Najczarniejsza z czarnych czerni
Vantablack - tak nazywa się najczarniejszy materiał na świecie. Odbija zaledwie 0,035 procenta padającego nań światła. Jest tak czarny, że nie widać nierówności i zagięć na jego powierzchni. Materiał składa się z nanorurek o grubości nie większej niż jedna dziesięciotysięczna grubości ludzkiego włosa.
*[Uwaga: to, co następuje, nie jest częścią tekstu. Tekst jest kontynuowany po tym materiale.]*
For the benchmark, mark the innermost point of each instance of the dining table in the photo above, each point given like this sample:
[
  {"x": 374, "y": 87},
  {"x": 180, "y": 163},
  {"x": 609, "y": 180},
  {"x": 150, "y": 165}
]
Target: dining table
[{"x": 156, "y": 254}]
Gdyby ktoś założył na siebie spodnie lub suknię z takiego materiału to jego ciało znikłoby w miejscu zakrytym przez vantablack. Materiał poza tym, że, gdy patrzymy na niego przypomina czarną dziurę, ma ciekawe właściwości fizyczne. Ma np. 7,5 raza większą zdolność przewodzenia ciepła niż miedź. Cechuje się też nadzwyczajną wytrzymałością fizyczną, większą niż stal.

Materiał Vantablack znaleźć ma zastosowanie przede wszystkim w przyrządach optycznych, takich jak aparaty astronomiczne czy teleskopy. Krążą również pogłoski o możliwych zastosowaniach tego materiału w wojskowości, ale jego twórca, firma NanoSystems nie chce o tym rozmawiać.